Allegedly, the defendant was in jail awaiting trial for the crime of lewd and lascivious molestation of his former girlfriend’s daughter. He reportedly approached two other inmates on separate occasions to ask them to arrange the murders of three witnesses who were to testify on behalf of the State at the trial. The defendant was subsequently charged with two counts of solicitation to commit murder. Each solicitation crime was charged by a separate information but the cases were consolidated for trial. During the trial for the solicitation crimes, the inmates the defendant approached both testified that the defendant asked them to arrange the murders of witnesses in his upcoming molestation trial. Additionally, the defendant’s former girlfriend and the detective who investigated the molestation crime testified regarding the alleged molestation.

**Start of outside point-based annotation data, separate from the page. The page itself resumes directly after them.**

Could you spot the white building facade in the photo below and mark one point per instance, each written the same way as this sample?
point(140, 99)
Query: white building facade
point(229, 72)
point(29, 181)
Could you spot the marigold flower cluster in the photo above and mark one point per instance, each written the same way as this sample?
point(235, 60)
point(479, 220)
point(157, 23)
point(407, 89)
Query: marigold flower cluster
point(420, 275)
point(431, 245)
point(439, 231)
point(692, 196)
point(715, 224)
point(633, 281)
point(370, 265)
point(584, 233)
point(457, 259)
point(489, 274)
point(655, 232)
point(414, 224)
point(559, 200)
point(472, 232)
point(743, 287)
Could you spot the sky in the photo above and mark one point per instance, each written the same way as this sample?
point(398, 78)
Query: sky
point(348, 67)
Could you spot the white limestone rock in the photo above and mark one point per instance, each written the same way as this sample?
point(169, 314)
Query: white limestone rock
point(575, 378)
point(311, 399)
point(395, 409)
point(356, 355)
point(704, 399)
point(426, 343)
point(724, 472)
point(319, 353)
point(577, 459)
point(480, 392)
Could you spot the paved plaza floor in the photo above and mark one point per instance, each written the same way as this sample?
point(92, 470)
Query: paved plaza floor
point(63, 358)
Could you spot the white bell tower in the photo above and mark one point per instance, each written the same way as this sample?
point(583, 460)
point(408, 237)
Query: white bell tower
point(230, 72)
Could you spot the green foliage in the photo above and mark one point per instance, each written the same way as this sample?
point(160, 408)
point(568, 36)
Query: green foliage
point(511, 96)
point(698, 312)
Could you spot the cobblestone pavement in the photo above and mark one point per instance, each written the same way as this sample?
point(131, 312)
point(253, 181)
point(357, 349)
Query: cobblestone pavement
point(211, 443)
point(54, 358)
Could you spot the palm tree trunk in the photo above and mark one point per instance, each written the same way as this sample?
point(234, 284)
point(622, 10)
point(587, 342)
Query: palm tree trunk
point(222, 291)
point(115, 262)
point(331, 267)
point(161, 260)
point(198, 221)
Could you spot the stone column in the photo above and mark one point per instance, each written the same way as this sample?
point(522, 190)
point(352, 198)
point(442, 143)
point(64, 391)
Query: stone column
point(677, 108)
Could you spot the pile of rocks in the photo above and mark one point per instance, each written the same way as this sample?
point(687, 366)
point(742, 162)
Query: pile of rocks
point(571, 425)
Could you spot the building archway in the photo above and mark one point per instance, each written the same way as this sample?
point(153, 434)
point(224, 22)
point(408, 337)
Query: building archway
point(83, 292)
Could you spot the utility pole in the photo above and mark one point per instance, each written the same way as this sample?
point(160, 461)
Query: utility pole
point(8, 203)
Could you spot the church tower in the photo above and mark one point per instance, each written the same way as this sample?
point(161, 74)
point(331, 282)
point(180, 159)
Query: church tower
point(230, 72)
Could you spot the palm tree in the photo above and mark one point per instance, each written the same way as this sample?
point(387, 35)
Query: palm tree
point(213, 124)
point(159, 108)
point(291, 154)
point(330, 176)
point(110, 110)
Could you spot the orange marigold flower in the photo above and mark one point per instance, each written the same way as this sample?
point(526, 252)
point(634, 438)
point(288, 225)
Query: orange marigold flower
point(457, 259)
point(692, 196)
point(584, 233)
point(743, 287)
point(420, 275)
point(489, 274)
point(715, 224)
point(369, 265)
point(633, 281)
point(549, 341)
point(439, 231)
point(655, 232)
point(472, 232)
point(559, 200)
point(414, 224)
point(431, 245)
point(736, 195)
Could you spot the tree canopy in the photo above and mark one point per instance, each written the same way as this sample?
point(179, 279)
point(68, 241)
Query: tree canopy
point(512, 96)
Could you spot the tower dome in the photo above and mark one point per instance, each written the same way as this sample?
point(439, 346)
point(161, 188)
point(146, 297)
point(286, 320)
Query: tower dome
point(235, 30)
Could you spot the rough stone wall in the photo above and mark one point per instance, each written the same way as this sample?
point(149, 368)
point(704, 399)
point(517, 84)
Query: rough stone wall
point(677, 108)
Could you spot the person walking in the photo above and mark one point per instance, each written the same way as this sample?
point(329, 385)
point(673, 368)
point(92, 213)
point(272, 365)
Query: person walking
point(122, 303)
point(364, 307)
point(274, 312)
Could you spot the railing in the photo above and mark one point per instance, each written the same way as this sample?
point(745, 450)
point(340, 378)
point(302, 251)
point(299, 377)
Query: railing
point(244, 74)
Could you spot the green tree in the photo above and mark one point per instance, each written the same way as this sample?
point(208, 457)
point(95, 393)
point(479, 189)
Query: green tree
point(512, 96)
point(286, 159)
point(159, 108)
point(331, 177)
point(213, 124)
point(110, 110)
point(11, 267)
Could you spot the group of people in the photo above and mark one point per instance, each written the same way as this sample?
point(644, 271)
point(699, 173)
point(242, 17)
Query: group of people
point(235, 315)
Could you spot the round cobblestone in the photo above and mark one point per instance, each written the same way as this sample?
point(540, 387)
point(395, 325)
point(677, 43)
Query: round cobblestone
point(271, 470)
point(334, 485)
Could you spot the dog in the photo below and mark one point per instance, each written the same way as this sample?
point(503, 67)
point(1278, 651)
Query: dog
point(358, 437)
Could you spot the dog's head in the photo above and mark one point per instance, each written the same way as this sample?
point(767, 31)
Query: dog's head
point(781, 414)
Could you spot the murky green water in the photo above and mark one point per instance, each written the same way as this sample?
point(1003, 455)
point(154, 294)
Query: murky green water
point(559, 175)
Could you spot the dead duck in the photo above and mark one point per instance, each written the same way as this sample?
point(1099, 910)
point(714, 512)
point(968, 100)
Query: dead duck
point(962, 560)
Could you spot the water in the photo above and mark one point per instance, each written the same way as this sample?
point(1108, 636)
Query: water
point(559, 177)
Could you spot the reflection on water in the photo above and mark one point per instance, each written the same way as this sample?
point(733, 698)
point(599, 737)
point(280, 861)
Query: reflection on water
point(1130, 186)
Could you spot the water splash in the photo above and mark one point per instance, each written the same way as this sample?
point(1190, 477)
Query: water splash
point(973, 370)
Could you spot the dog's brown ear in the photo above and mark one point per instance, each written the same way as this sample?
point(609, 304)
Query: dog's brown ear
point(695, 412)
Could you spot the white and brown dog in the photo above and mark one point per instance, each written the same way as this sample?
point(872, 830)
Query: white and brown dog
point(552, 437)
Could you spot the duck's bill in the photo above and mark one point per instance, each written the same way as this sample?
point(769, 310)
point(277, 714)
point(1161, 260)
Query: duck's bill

The defendant was convicted on both solicitation charges, after which he appealed, arguing the court erred in consolidating the two cases and in admitting evidence of collateral crimes.

Consolidation of Offenses

In order to consolidate separate criminal cases for trial, the crimes must be significantly linked in some way. In other words, the State must be able to prove that some meaningful relationship exists between the crimes. In the subject case, the defendant argued that because there was no interrupted sequence between his alleged crimes, the crimes did not have a meaningful relationship. The court rejected this argument, stating that the meaningful relationship between the crimes was that they were part of a single effort to thwart the people who would testify against the defendant. Thus, the court found that the trial court did not err in permitting the consolidation.